MAPLETON – Signs of human trafficking may not be visible on the streets of Wellington County towns and villages, but the victims are coming from local communities and awareness is essential to prevention.
That message was shared with members of Mapleton council on July 13 by Crime Stoppers Guelph Wellington coordinator Sarah Bowers-Peter.
“We know that these crimes are happening. We’re getting tips on human trafficking at Crime Stoppers … from people saying it’s happening in Wellington County,” Bowers-Peters told council.
“I know that people are feeling there’s a disconnect – ‘it’s not happening downtown Drayton. I don’t see it happening in Fergus or Mount Forest or Erin.’
“The fact of the matter is the commodity, the product, the individuals are the ones that are being groomed and engaged from our communities.”
She added, “So, while the crimes may not be taking place on our main streets, the victims are coming from our neighbourhoods and that’s being facilitated by the internet.”
Bowers-Peters provided an update on human trafficking initiatives in response to a request for more information from councillor Michael Martin at the June 30 meeting.
After providing a general update on CSGW activities, Bowers-Peters explained that human trafficking is poorly understood, particularly in rural areas.
“I became aware of human trafficking around 2016 and before that time pretty much had the same misconception as many people, which was that it’s something that happened in other countries or that it was happening in urban areas,” she said.
“After a couple of training sessions with our friends at Victim Services Wellington, I quickly learned that is not only … an international crime, it’s actually happening in our backyard and it’s happening more commonly than we believe.”
Once the CSGW board members realized the extent of the situation locally, they set out to “use our platform to educate and create awareness” in the area, said Bowers-Peter.
Earlier this year CSGW teamed up with Wellington County OPP and Victim Services Wellington to launch a two-year awareness campaign.
Started in January with funds from a provincial Community Safety and Policing Grant, the campaign strives to educate through social media, advertisements, community engagement and the training of police.
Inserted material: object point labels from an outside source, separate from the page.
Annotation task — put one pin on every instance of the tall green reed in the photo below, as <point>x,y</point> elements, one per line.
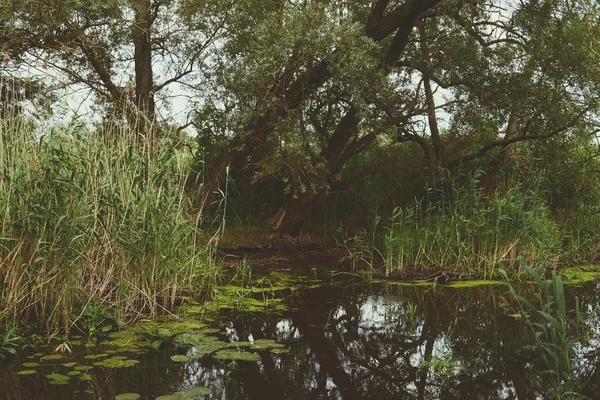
<point>468,233</point>
<point>95,216</point>
<point>550,323</point>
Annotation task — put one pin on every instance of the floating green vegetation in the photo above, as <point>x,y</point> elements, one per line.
<point>266,344</point>
<point>31,365</point>
<point>95,356</point>
<point>127,396</point>
<point>194,393</point>
<point>58,379</point>
<point>117,362</point>
<point>474,283</point>
<point>83,368</point>
<point>27,372</point>
<point>404,283</point>
<point>51,357</point>
<point>236,355</point>
<point>240,302</point>
<point>581,274</point>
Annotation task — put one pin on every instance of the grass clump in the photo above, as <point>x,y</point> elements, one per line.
<point>551,324</point>
<point>94,217</point>
<point>470,234</point>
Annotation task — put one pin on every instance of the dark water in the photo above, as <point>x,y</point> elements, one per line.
<point>354,341</point>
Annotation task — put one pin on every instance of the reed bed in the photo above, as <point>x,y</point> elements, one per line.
<point>94,216</point>
<point>470,234</point>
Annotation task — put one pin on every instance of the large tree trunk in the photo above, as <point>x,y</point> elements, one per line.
<point>297,207</point>
<point>144,79</point>
<point>400,21</point>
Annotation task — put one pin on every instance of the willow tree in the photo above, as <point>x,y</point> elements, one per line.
<point>126,51</point>
<point>309,85</point>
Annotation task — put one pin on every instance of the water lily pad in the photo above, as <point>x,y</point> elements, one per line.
<point>31,365</point>
<point>197,391</point>
<point>266,344</point>
<point>116,363</point>
<point>240,344</point>
<point>58,377</point>
<point>187,395</point>
<point>51,357</point>
<point>27,372</point>
<point>83,368</point>
<point>235,355</point>
<point>127,396</point>
<point>95,356</point>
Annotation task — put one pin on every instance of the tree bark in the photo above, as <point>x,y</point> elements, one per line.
<point>144,78</point>
<point>399,21</point>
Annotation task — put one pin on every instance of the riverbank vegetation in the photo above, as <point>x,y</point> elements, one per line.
<point>94,217</point>
<point>449,136</point>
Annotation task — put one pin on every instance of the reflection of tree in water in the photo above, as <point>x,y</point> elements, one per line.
<point>394,343</point>
<point>377,347</point>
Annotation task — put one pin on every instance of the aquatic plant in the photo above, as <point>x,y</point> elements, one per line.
<point>550,324</point>
<point>96,218</point>
<point>471,234</point>
<point>10,342</point>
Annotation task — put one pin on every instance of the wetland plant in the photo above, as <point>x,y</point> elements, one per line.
<point>95,217</point>
<point>550,323</point>
<point>471,234</point>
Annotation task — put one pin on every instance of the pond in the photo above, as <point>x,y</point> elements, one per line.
<point>320,339</point>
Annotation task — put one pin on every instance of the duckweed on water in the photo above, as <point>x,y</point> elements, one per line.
<point>85,377</point>
<point>127,396</point>
<point>266,344</point>
<point>235,355</point>
<point>95,356</point>
<point>116,362</point>
<point>470,284</point>
<point>31,365</point>
<point>58,379</point>
<point>579,275</point>
<point>83,368</point>
<point>27,372</point>
<point>51,357</point>
<point>194,393</point>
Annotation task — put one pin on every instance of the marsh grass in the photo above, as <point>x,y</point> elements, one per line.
<point>470,234</point>
<point>94,217</point>
<point>551,324</point>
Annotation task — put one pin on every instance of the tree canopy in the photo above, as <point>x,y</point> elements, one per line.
<point>295,90</point>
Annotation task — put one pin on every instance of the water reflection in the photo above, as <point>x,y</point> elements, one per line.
<point>355,342</point>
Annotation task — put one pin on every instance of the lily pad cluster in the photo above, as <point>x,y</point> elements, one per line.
<point>192,394</point>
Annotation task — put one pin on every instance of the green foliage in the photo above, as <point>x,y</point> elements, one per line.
<point>94,219</point>
<point>471,234</point>
<point>10,342</point>
<point>550,324</point>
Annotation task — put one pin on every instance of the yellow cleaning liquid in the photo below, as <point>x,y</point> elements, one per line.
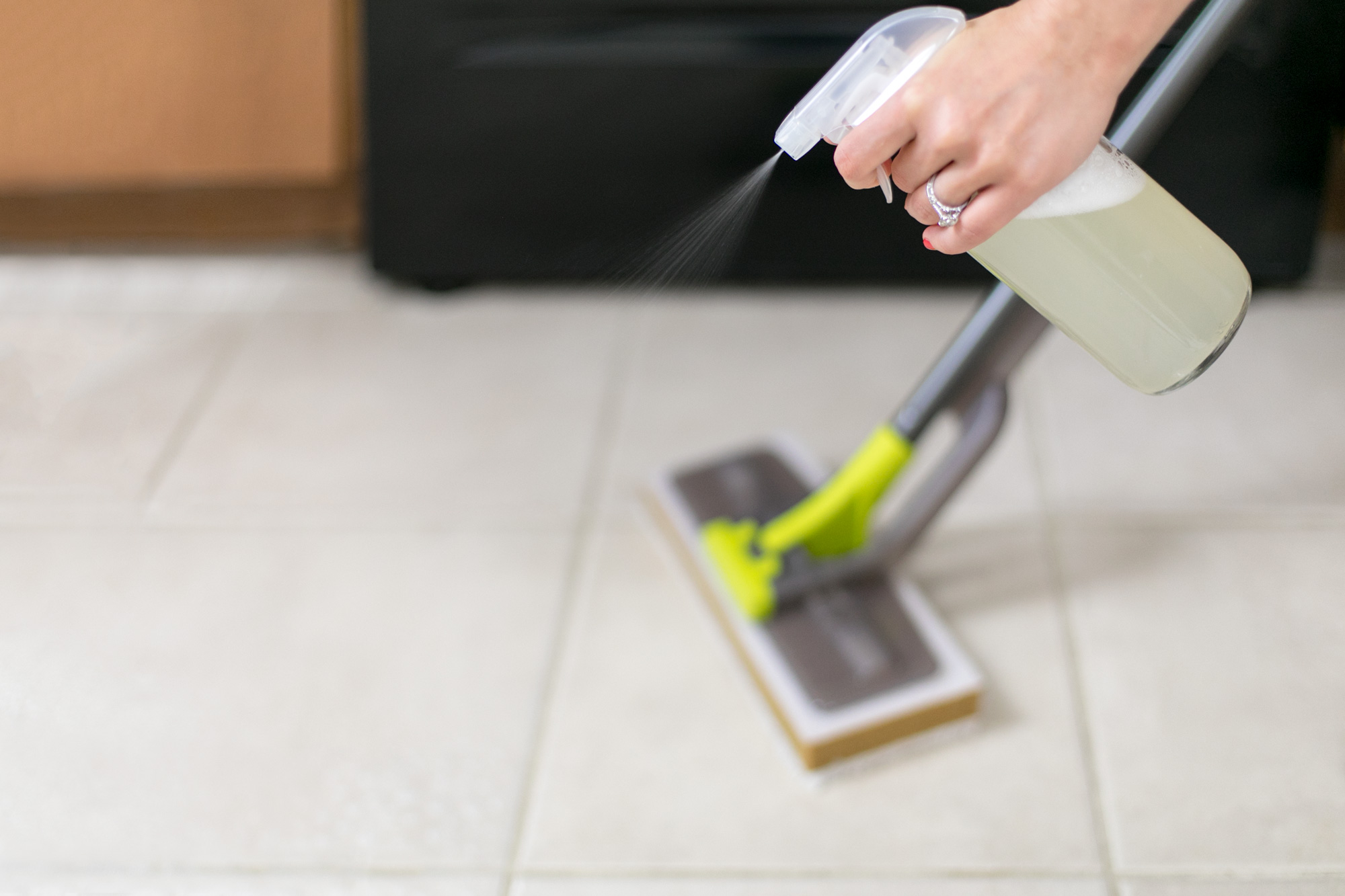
<point>1125,271</point>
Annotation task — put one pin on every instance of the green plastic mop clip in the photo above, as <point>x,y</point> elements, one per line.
<point>832,521</point>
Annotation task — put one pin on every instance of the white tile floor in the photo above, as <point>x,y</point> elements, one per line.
<point>314,585</point>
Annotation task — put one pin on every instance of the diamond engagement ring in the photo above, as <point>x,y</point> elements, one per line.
<point>948,214</point>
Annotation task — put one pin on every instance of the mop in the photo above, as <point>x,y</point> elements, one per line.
<point>793,561</point>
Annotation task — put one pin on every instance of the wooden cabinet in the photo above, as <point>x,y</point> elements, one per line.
<point>161,119</point>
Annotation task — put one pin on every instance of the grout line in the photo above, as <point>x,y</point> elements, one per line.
<point>196,409</point>
<point>1105,833</point>
<point>582,548</point>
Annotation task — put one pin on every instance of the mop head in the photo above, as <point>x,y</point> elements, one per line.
<point>847,667</point>
<point>832,521</point>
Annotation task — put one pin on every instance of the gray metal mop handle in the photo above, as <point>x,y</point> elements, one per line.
<point>978,343</point>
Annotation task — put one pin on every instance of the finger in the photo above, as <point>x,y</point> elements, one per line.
<point>919,208</point>
<point>958,182</point>
<point>872,143</point>
<point>989,212</point>
<point>966,181</point>
<point>921,159</point>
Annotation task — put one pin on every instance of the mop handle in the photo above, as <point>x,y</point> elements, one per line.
<point>980,343</point>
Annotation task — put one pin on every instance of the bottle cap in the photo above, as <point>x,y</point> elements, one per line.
<point>867,76</point>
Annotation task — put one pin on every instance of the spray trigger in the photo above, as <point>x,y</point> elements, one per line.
<point>886,184</point>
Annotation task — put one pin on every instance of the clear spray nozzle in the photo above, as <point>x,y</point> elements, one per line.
<point>870,73</point>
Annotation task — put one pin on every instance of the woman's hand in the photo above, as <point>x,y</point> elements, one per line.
<point>1008,110</point>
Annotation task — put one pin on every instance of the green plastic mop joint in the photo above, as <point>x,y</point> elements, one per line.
<point>832,521</point>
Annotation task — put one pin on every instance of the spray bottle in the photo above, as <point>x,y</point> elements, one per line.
<point>1108,255</point>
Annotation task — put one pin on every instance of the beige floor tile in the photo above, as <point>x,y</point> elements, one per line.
<point>817,887</point>
<point>661,755</point>
<point>471,411</point>
<point>190,283</point>
<point>268,700</point>
<point>1328,887</point>
<point>91,403</point>
<point>1215,680</point>
<point>254,884</point>
<point>1265,428</point>
<point>720,373</point>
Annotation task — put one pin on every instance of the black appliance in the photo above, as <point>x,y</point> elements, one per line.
<point>525,140</point>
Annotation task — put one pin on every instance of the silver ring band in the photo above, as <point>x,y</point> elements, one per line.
<point>948,214</point>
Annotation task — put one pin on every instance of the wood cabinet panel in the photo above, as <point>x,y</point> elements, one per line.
<point>153,93</point>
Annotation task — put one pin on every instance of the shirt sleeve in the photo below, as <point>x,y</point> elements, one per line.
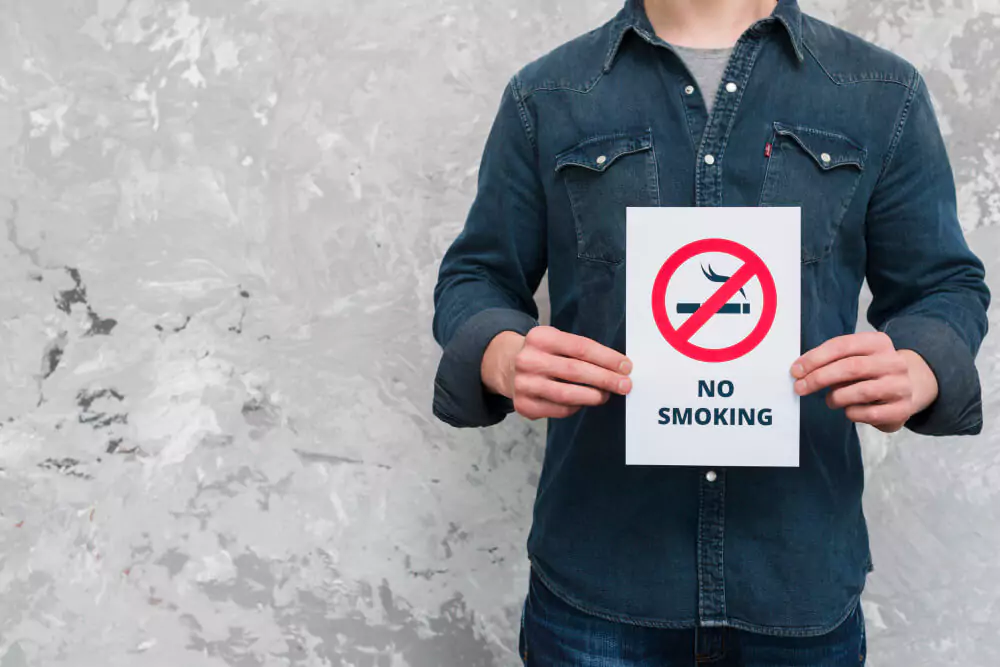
<point>489,274</point>
<point>929,289</point>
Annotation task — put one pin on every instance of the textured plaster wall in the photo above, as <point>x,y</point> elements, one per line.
<point>220,224</point>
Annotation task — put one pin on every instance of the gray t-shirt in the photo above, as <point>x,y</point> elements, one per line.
<point>707,66</point>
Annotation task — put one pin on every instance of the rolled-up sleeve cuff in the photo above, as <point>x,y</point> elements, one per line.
<point>460,399</point>
<point>958,409</point>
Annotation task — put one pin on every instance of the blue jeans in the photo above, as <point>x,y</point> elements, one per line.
<point>556,634</point>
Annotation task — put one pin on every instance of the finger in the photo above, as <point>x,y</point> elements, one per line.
<point>565,344</point>
<point>853,345</point>
<point>889,415</point>
<point>572,370</point>
<point>538,408</point>
<point>844,371</point>
<point>561,393</point>
<point>882,390</point>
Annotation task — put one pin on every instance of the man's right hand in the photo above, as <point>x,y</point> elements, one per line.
<point>551,373</point>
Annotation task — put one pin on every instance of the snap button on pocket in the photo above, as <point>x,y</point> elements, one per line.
<point>603,176</point>
<point>818,171</point>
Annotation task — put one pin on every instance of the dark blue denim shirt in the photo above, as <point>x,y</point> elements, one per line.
<point>853,140</point>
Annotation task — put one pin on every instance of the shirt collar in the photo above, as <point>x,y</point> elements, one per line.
<point>633,17</point>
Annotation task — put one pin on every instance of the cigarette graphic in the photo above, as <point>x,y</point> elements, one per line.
<point>727,309</point>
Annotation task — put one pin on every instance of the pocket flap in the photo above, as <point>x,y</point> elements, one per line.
<point>828,149</point>
<point>599,153</point>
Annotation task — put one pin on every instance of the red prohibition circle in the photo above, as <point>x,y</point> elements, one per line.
<point>680,338</point>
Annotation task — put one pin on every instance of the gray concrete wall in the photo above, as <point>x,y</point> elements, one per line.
<point>221,225</point>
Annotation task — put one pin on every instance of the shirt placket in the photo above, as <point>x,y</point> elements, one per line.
<point>710,160</point>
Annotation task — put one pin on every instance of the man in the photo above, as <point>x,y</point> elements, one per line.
<point>708,103</point>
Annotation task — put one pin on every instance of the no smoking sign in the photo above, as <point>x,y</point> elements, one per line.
<point>717,305</point>
<point>713,325</point>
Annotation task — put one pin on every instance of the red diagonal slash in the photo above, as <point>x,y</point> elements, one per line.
<point>680,338</point>
<point>745,274</point>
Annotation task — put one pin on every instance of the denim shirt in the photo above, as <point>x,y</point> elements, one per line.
<point>806,115</point>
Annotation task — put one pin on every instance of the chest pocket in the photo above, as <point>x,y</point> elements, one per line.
<point>818,171</point>
<point>603,175</point>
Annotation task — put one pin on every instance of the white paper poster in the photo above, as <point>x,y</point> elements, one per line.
<point>712,328</point>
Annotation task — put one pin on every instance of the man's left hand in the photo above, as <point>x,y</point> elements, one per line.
<point>869,378</point>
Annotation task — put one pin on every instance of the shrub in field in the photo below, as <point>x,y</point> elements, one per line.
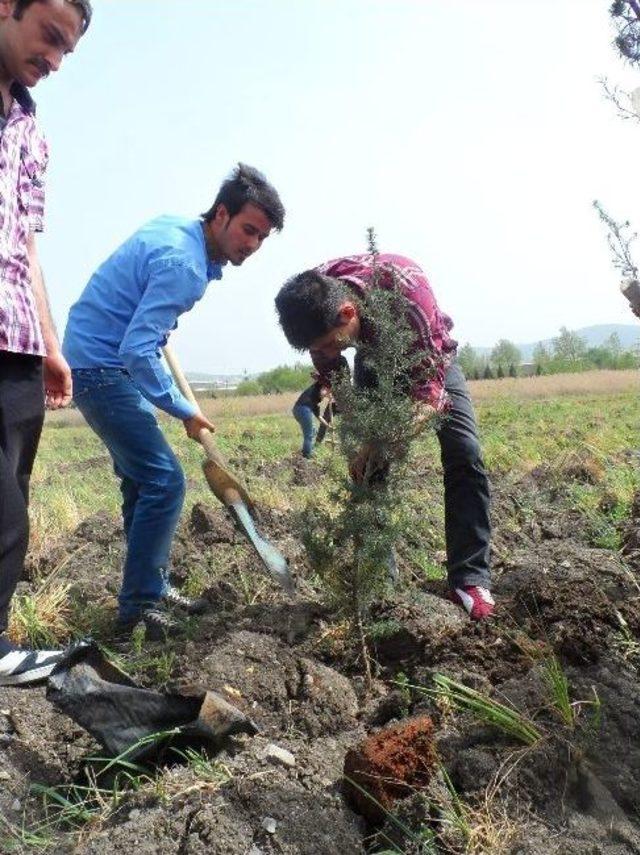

Information on the initiative can be found at www.htinwc.com.
Ironically, the COVID-19 pandemic may have kept people off the streets for much of the past 16 months, but it has exacerbated the human trafficking problem.
“With our young people being online so much and the mental health issues over this past year, the breakdown of our social connections has been problematic and it has made it just a real great opportunity for traffickers to reach out to young people,” Bowers-Peter explained.
“So we’re not just targeting the youth and making sure they understand what’s happening when they have interactions online, but also the people around them to say you need to check in with our kids more often, you need to know what’s on their phones and on their devices.”
She continued, “It may be awkward to sit down with your son or your daughter and ask them who they’re engaging with online, but it’s going to be absolutely devastating if you find out they’re being trafficked.
“So better to have the preventative conversation now, than to deal with the consequences of this horrific victimization after the fact.”
Bowers-Peters estimated that over 40 individuals were provided with human trafficking-related support by Victim Services Wellington in the past year.
“So even if they’re not necessarily going to the police or its not necessarily being reported to Crime Stoppers the fact of the matter is the victims are reaching out for support, so we need to have the conversations about it, and get awareness going,” she stated.
Mayor Gregg Davidson agreed “It is something that we all need to be aware of,” adding he is pleased the township was able to provide a platform to help get the message out.